Two humane services officers told the court they had received a phone call about Bear last July 23 and visited Greeley's home. They received no answer when they knocked on the door, but found the dog in a doghouse on the property. He was wearing a nylon collar and was tethered with a thick, rusty chain, and had no food or water, despite the 24-C temperature.
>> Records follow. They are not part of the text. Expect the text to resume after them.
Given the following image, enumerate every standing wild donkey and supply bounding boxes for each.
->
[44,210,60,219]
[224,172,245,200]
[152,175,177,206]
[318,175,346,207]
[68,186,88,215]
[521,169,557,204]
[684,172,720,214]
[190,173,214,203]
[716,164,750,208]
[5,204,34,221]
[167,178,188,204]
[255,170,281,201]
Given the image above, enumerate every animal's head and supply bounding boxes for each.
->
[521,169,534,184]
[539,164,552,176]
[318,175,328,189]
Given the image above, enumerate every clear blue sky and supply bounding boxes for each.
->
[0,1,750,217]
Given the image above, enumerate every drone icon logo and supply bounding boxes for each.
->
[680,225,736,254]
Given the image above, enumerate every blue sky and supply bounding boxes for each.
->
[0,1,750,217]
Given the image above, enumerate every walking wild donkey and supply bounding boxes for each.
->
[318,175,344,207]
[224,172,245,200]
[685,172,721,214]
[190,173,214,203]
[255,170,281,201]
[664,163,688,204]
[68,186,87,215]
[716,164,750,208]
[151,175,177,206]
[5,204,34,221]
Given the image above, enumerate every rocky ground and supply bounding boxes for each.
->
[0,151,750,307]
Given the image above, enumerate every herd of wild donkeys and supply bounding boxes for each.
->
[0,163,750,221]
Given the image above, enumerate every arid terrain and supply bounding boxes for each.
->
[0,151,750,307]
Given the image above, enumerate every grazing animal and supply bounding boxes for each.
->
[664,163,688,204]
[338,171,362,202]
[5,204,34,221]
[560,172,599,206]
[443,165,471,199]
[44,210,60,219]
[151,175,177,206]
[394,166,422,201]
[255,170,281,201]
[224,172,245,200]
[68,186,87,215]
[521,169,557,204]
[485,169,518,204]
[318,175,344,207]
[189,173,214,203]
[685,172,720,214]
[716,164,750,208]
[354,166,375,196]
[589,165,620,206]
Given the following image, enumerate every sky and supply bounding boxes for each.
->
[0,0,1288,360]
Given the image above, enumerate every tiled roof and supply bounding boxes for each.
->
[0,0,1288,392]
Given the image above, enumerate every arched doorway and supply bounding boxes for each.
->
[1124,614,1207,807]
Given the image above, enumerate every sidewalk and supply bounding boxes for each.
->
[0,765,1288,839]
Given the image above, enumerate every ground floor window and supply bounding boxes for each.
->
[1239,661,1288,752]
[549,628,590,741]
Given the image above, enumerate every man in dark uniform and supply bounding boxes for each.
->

They left a note for Greeley and took the dog to the C.B.S animal hospital.

Veterinarian Dr. Ashley Harvey testified she had sedated Bear, a German shepherd-mastiff mix, in order to remove his collar, shave the fur on his neck and examine his injuries. The collar was too tight to allow her to get her fingers underneath it, she said, causing infected lacerations that went, in some spots, into the dog's muscle. Had the wounds not been treated, they would have either healed around the collar or led to sepsis, killing Bear, Harvey testified.

Moses in his backyard in St. John’s last week.
Moses in his backyard in St. John’s last week.

Greeley voluntarily surrendered his dog to the SPCA, and Bear was put up for adoption, eventually finding a new home.

"I did the best I could," Greeley said in court Tuesday.

Singleton said she wasn't looking for jail time for Greeley, explaining the court is bound by legal precedents and details set out in the Canadian Criminal Code when it comes to sentencing.

"The human reaction when an animal suffers at the hand of a person is often to demand severe punishment, but in this case, we would submit it is not appropriate given the principles of sentencing under the Criminal Code and all the circumstances of the case," she explained, noting the dog has recovered and is doing well with its new owner.

"This case appears primarily the result of a lack of education and not because of any malicious intent on the part of Mr. Greeley, so while that's not an excuse, it does go to moral culpability," Singleton said.

She noted the media attention to the case, saying she believed it helped to deter and denunciate the crime, both for Greeley and the public.

"No one wants to be known as an animal abuser, and this case really lets people know that neglect won't be tolerated," she said.

Singleton suggested Greeley be ordered to make a $1,000 donation to the SPCA, and she asked for a five-year ban on him owning any other animal. She was inclined to ask for a longer ban, she said, noting five years was the minimum ban for a second animal cruelty conviction. Greeley does not have any such prior record.

"Mr. Greeley has clearly demonstrated he is incapable of taking care of an animal and I think five years will give him some time to figure that out," Singleton told the court.

Judge David Orr noted sentences in prior animal cruelty cases across the country have generally been heavier in cases of wanton suffering versus cases of neglect.

"I agree with Ms. Singleton's characterization that it does appear that your failures in this case were really your inadequacy in terms of your ability to properly care for the animal as opposed to deliberate, wilful infliction of pain," he said to Greeley.

Orr gave Greeley a suspended sentence, followed by a year of probation, implemented a five-year animal ownership ban, and ordered him to pay $1,000 to the SPCA within the next year.

As The Telegram reported on Saturday, the dog — which is now called Moses — is enjoying life in its new home in St. John's, spending time playing, exercising and cuddling with its owner and running free in the backyard.